Chuza, being the tetrarchs steward, was a man of high position managing Herod's income. Such an important position would have earned him a good salary, enabling him to provide high-quality living for his family. Therefore, Joanna being a wealthy woman had all the means needed to travel and follow the Lord wherever He went and support Him in His mission on earth. This traveling life was not easy for men let alone for women, but Joanna did not hesitate to join the Lord and His disciples devoting not only her money but her time to support our Lord as He went from one city to the other touring the whole Judea and Galilee. Joannas husband must have been a believer himself otherwise he would have not permitted his wife to commit herself to Christ and provide for Him from their money.

Joanna was probably among the many women who accompanied our Lord on His last journey from Galilee to Jerusalem. Looking on from afar, she saw her Lord and Master on the Cross unlike most of His disciples who fled away.

Joanna is depicted in some Orthodox icons as the Myrrh-bearer for her role on the day of the Resurrection. She was one of the women who went, very early on the first day of the week, to the tomb of our Lord bringing spices to anoint His Body. "Now on the first day of the week, very early in the morning, they, and certain other women with them, came to the tomb bringing the spices which they had prepared" (Lk 24:1).

For her faithfulness to the Lord, she deserved to be one of the very first people who discovered the resurrection of our Lord before the apostles did. Together with the other women, she found the stone rolled and the tomb empty. Being perplexed over the empty tomb, the women saw angels who declared to them that our Lord Jesus Christ had risen.
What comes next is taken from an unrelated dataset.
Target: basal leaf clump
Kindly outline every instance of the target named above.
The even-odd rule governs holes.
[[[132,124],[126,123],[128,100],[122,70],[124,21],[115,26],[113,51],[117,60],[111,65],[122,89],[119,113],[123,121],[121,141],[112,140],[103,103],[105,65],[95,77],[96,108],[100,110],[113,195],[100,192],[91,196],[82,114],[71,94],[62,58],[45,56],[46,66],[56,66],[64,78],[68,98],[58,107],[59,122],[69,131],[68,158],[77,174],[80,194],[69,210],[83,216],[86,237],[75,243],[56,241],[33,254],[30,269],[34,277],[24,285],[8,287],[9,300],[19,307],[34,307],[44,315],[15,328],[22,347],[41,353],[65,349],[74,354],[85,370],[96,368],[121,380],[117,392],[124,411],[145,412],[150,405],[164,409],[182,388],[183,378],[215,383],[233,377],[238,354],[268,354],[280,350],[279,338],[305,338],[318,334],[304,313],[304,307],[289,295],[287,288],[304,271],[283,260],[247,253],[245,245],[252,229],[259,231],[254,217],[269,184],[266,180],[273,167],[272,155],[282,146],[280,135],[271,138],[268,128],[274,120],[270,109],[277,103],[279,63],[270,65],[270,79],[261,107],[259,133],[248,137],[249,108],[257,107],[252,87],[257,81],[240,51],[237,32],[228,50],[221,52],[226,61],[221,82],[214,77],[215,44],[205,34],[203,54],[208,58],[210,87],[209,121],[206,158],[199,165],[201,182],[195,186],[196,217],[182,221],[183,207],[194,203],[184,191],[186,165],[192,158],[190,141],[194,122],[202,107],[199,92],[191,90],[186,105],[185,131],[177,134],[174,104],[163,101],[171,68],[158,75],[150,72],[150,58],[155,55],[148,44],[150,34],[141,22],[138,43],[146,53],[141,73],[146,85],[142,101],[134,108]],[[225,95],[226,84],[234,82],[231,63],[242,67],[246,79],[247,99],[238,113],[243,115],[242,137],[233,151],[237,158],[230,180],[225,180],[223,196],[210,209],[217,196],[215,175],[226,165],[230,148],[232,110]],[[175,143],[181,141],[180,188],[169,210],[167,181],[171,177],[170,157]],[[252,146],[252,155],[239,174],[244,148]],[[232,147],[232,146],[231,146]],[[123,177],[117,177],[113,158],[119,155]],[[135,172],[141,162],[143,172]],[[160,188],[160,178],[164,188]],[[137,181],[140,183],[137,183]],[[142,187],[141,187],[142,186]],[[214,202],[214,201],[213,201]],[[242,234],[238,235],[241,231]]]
Along with the other women she recalled our Lord Jesus Christ's words of His death and resurrection. "But they found the stone rolled away from the tomb. Then they went in and did not find the body of the Lord Jesus. And it happened, as they were greatly perplexed about this that behold, two men stood by them in shining garments. Then, as they were afraid and bowed their faces to the earth, they said to them, "Why do you seek the living among the dead? He is not here, but is risen! Remember how He spoke to you when He was still in Galilee, saying, 'The Son of Man must be delivered into the hands of sinful men, and be crucified, and the third day rise again.'"

Along with Mary Magdalene and Mary the mother of James, Joanna became the first to report our Lord Jesus Christ's resurrection to the Apostles, but until St. Peter and St. John the beloved went to the tomb and saw for themselves the linen cloth and no body of their Lord, the women's declaration was at that point disbelieved. "And they remembered His words. Then they returned from the tomb and told all these things to the eleven and to all the rest. It was Mary Magdalene, Joanna, Mary the mother of James, and the other women with them, who told these things to the apostles. And their words seemed to them like idle tales, and they did not believe them. But Peter arose and ran to the tomb; and stooping down, he saw the linen cloths lying by themselves; and he departed, marveling to himself at what had happened" (Lk 24:2-12).

Although not mentioned by name, Joanna is most probably counted as one of the women who joined the disciples and St. Mary, the mother of the Lord, in the upper room constantly in prayer and supplication. She was among the group of 120 who chose St. Matthias to fill the vacancy that was left by Judas, as well as being present on the Day of Pentecost.

May we learn from this blessed woman to willingly commit ourselves to the Lord in humble servitude, to freely give our time, our resources, and effort for Him, dedicating ourselves to His ministry and be faithful witness of His Gospel.